Memang banyak faktor mengapa seorang caleg gagal melenggang ke kursi dewan: kurang mengenalkan diri, pribadinya tidak disukai pemilih, program politiknya tak disukai pemilih, dll. Satu diantara yang sangat penting bagi seorang politisi adalah positioning politik.
Dua orang caleg yang diambil sebagian fokus kajian ini adalah Ulil Abshar Abdalla dan Zuhairi Misrawi. Keduanya adalah intelektual muda Nahdatul Ulama (NU), yang dikenal luas di tengah masyarakat sebagai tokoh Jaringan Islam Liberal (JIL). Kebetulan, kedua caleg ini diberitakan gagal melenggang ke Senayan.

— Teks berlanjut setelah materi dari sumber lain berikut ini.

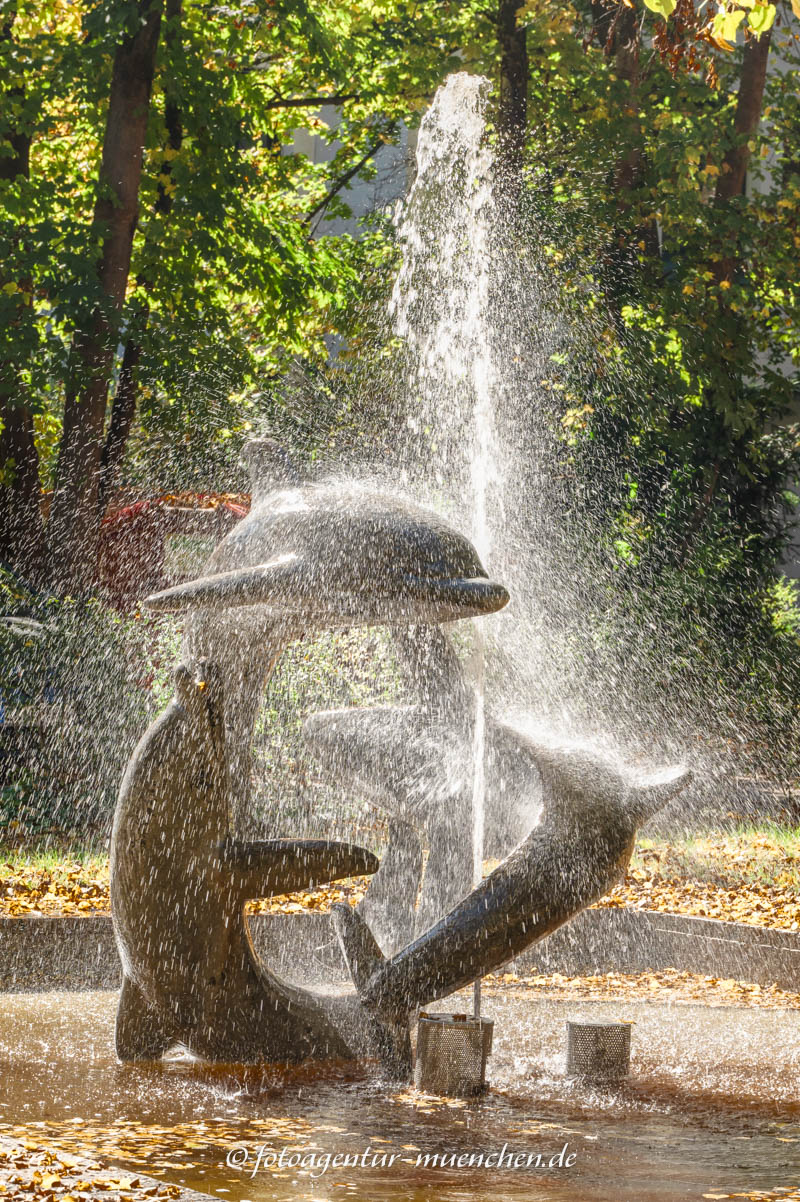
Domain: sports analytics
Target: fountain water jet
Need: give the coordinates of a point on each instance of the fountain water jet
(332, 555)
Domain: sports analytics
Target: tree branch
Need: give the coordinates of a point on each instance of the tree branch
(347, 176)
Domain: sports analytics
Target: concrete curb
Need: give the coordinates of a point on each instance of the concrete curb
(79, 953)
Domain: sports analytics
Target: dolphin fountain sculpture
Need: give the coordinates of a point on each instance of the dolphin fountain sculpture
(315, 557)
(416, 765)
(308, 558)
(573, 856)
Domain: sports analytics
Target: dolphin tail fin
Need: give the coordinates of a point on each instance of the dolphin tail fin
(358, 944)
(390, 1036)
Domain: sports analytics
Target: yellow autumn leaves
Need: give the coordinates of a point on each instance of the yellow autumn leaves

Diantara kemungkinan banyak faktor kegagalan Ulil dan Zuhairi tersebut adalah, kekeliruan keduanya dalam hal positioning politik. Kekeliruan itu bahkan sudah terjadi sebelum keduanya terjun ke dalam lapangan politik praktis.
Positioning Politik
Istilah "positioning politik" atau pemosisian politik atau penetapan posisi politik sebenarnya lebih ke kajian marketing politik. Karena itu, konsepnya dihibrid dari ilmu manajemen pemasaran.
Dalam ilmu manajemen pemasaran dikenal konsep STP (Segmenting, Targeting, Positioning): segmentasi pasar; penetapan pasar sasaran; dan penetapan posisi pasar (Kotler, 1995: 315). Ketiganya harus jelas untuk mencapai tujuan pemasaran sebuah produk.

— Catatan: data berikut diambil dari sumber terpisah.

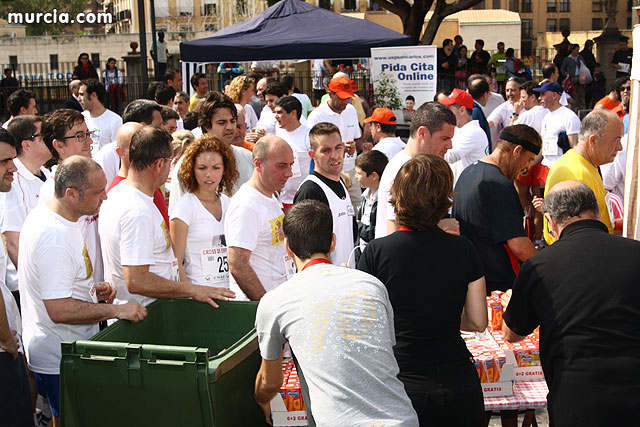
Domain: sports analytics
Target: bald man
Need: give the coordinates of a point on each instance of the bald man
(258, 260)
(583, 292)
(123, 141)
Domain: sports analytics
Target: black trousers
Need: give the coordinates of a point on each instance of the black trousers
(446, 394)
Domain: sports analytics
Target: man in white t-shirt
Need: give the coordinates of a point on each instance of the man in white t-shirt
(288, 82)
(258, 261)
(559, 119)
(339, 111)
(143, 111)
(469, 142)
(325, 185)
(501, 117)
(102, 122)
(66, 135)
(27, 180)
(288, 113)
(383, 131)
(15, 400)
(217, 116)
(431, 131)
(136, 245)
(59, 296)
(345, 379)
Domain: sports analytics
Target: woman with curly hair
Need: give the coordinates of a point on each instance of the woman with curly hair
(241, 89)
(197, 221)
(436, 287)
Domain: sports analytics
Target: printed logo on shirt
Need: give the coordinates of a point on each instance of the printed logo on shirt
(165, 230)
(87, 261)
(277, 234)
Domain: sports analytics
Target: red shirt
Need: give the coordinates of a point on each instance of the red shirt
(158, 198)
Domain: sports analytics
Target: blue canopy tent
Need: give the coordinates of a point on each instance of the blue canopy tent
(290, 30)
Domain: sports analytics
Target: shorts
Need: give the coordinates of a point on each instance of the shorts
(15, 398)
(536, 176)
(49, 387)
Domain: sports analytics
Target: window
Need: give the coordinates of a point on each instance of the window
(53, 62)
(350, 5)
(596, 24)
(241, 7)
(526, 29)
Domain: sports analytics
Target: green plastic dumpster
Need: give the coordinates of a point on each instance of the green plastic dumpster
(187, 364)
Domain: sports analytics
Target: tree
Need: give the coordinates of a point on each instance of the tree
(29, 9)
(412, 15)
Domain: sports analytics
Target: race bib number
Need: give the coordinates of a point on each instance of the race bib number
(295, 168)
(550, 146)
(175, 271)
(289, 266)
(215, 266)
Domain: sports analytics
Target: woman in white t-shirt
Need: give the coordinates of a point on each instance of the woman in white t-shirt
(197, 222)
(241, 89)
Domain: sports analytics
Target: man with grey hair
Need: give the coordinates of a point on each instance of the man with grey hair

Positioning politik di sini untuk mengatakan bagaimana seorang politisi dilihat oleh publik pemilih, yang membedakannya dengan politisi lain, atau dalam istilah politik: bagaimana ia men(di)citrakan (diri) di mata warga.
Ulil dan Zuhairi
Ulil dan Zuhair, kita tahu, adalah dua tokoh muda NU yang pemikirannya sangat cemerlang. Tapi lain soal dalam politik praktis. Tunggu dulu. Kecemerlangan pemikiran belum tentu berkolerasi positif dengan tingkat keterpilihan.
Sejak awal, bahkan sejak sebelum terjun ke politik praktis, Ulil dan Zuhairi sudah dikenal sebagai tokoh muda NU beraliran pemikiran liberal. Segmentasi politiknya sudah terbatas sejak awal. Dan otomatis membuat positioning politiknya kurang menjual.

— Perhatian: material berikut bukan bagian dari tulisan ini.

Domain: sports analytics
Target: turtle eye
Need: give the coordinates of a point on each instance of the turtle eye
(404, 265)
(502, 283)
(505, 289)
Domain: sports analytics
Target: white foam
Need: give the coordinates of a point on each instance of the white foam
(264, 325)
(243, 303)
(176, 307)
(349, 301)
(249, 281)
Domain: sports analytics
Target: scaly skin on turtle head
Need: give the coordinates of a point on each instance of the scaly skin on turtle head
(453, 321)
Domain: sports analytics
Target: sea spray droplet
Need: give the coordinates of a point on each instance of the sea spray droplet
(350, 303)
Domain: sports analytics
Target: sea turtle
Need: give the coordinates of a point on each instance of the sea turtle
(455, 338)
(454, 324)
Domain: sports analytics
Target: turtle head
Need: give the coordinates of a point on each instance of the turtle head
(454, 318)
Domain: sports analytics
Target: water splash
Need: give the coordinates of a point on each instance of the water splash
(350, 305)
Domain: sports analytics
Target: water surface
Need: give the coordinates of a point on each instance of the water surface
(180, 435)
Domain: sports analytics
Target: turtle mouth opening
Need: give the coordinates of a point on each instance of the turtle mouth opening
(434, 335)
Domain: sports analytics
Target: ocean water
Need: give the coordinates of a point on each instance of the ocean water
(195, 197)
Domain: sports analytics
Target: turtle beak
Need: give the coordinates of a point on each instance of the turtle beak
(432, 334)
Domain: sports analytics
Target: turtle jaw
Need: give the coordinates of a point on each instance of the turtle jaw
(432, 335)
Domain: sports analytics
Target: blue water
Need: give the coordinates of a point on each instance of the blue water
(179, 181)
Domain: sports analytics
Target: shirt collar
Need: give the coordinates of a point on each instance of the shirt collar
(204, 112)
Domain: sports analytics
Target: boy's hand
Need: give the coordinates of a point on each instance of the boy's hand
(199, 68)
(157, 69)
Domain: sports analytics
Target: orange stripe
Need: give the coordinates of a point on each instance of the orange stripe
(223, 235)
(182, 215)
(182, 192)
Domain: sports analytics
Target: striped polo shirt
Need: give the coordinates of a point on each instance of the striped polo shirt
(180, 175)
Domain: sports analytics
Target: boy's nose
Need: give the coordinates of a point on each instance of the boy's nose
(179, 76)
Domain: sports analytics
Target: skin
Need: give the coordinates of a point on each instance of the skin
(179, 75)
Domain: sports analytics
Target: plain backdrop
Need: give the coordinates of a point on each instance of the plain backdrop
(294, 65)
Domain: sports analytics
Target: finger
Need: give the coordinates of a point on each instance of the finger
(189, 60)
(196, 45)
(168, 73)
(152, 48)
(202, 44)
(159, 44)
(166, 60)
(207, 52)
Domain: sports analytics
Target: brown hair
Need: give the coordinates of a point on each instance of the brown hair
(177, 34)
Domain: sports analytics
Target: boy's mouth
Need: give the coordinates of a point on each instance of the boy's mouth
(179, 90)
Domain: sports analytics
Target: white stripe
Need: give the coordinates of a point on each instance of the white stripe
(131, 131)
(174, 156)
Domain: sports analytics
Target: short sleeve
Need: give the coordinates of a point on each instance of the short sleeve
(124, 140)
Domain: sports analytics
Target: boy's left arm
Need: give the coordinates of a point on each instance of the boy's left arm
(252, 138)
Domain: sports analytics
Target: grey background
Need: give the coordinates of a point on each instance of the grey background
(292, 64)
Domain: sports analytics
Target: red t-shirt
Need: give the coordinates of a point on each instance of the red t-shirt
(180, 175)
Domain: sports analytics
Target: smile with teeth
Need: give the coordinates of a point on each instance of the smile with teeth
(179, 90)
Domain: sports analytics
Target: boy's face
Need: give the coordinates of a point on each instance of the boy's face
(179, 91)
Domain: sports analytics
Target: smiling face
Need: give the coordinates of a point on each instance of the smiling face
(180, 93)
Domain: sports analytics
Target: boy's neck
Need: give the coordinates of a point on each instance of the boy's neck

Harus diingat, tidak semua pemilih suka dengan konsep liberalisme. Sama dengan tidak semua pemilih suka dengan konsep fundamentalisme garis keras seperti diperankan Abu Bakar Baasyir, Riziq Shihab, dll. Karena itu, sikap tengah-tengah vis-Ã -vis aliran lain, dalam politik praktis, sangat menentukan luas kuadran kesukaan atau ketidaksukaan publik.